In step S5, it is determined that a misfire has occurred in the engine. Misfire determination is performed, and processing such as turning on the warning lamp 26 and storing the fact of the misfire as trouble data in the backup RAM of the ECU 50 is performed. Thereafter, the process exits from this routine (return).

If the exhaust temperature T is equal to or less than the exhaust temperature misfire determination value Tc (T ≦ Tc) in step S3 (N
O) or, at step S4, the intake pressure average value Pmav
e is equal to or less than the intake pressure misfire determination value Pc (Pmave ≦ Pc)
If (NO), it is determined that no misfire has occurred, and the process exits from this routine (return).

As described above, since the misfire determination is performed based on both the exhaust gas temperature and the intake pressure, the accuracy and reliability of the misfire determination can be maintained at a higher level. In addition, since the determination is made based on the exhaust gas temperature and the intake pressure that enable earlier detection of misfire, the time for misfire determination can be further reduced.

When the ECU 50 determines that a misfire has occurred in the engine, the ECU 50 turns on a warning lamp and notifies the operator (driver) of the fact. When the operator performs an action such as stopping the engine, the pre-catalyst 21 is protected from misfire, and the turbine of the turbo 12 located downstream thereof is also protected.

[0038]

As described above, according to the engine misfire determination apparatus of the present invention, misfire is determined using both the exhaust gas temperature and the intake air pressure.
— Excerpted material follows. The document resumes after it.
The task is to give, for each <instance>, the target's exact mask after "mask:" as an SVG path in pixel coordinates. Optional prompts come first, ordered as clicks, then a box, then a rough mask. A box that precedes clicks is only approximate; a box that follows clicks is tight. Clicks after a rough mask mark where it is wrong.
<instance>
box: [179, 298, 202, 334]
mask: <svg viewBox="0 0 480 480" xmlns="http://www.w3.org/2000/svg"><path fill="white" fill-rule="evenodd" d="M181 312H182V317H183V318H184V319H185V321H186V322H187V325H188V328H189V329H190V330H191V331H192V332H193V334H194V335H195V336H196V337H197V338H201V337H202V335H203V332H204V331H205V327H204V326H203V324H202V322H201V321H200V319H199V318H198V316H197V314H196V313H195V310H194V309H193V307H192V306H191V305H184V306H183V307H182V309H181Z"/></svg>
Can be done quickly.

[Brief description of the drawings]

FIG. 1 is a basic configuration diagram of the present invention.
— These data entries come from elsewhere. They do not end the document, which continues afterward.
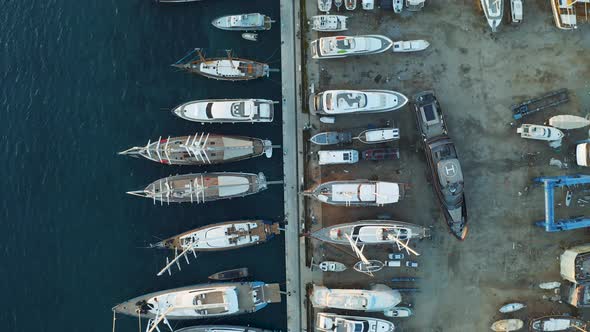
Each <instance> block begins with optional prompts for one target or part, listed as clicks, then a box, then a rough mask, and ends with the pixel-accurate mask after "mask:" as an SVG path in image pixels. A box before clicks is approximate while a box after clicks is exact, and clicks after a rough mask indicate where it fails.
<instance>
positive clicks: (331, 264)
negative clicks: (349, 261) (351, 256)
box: [318, 261, 346, 272]
mask: <svg viewBox="0 0 590 332" xmlns="http://www.w3.org/2000/svg"><path fill="white" fill-rule="evenodd" d="M318 267H319V268H320V270H322V271H324V272H343V271H345V270H346V265H344V264H342V263H340V262H334V261H323V262H321V263H320V264H318Z"/></svg>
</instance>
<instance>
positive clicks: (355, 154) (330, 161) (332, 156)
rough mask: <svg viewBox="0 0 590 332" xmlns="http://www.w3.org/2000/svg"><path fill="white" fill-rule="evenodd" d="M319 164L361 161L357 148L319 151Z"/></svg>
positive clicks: (318, 155) (319, 164)
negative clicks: (360, 159)
mask: <svg viewBox="0 0 590 332" xmlns="http://www.w3.org/2000/svg"><path fill="white" fill-rule="evenodd" d="M318 157H319V162H318V164H319V165H338V164H356V163H357V162H358V161H359V153H358V151H357V150H323V151H318Z"/></svg>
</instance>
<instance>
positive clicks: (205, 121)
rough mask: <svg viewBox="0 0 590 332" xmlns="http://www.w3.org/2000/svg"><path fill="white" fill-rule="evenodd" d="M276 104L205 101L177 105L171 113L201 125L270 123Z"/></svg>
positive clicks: (276, 102) (182, 118) (244, 99)
mask: <svg viewBox="0 0 590 332" xmlns="http://www.w3.org/2000/svg"><path fill="white" fill-rule="evenodd" d="M276 103H278V102H275V101H272V100H266V99H205V100H195V101H189V102H187V103H184V104H182V105H179V106H177V107H175V108H174V109H173V110H172V113H173V114H174V115H176V116H178V117H179V118H181V119H184V120H188V121H194V122H201V123H254V122H272V120H273V119H274V105H275V104H276Z"/></svg>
FIG. 2 is an overall configuration diagram conceptually showing an engine device provided with the misfire detection device of the present invention.

FIG. 3 is a schematic diagram illustrating the configuration of an ECU.

FIG. 4 is a flowchart showing a misfire determination routine.

FIG. 5 is a time chart showing changes in exhaust gas temperature and intake pressure before and after a misfire occurs.

FIG. 6 is a map for calculating a pressure determination value.

[Explanation of symbols]

 DESCRIPTION OF SYMBOLS 1 Engine apparatus 2 Engine main body 12 Turbo 21 Precatalyst 31 Crank angle sensor 37 Intake pressure sensor 42 Exhaust temperature sensor

Claims (2)

[Claims] An exhaust temperature detecting means for detecting an exhaust gas temperature of exhaust gas discharged from a combustion chamber of an engine, and an exhaust gas temperature misfire determination in which the detected exhaust gas temperature is preset for a misfire determination based on the exhaust gas temperature. Exhaust temperature comparison / judgment means for judging whether or not the temperature is higher than a value; and an intake pressure which is provided in an intake pipe through which intake air taken into the combustion chamber passes, and detects an intake pressure of the intake air. Detecting means; determining whether the detected intake pressure is greater than an intake pressure misfire determination value set for misfire determination based on intake pressure; and determining whether the exhaust gas temperature is equal to the exhaust gas temperature misfire. A misfire determination unit that determines that a misfire has occurred in the engine when the intake pressure is equal to or greater than a determination value and the intake pressure is equal to or greater than the intake pressure misfire determination value. Misfire identification device of. 2. The engine misfire determination device according to claim 1, wherein the intake pressure misfire determination value is set in accordance with an engine operation range.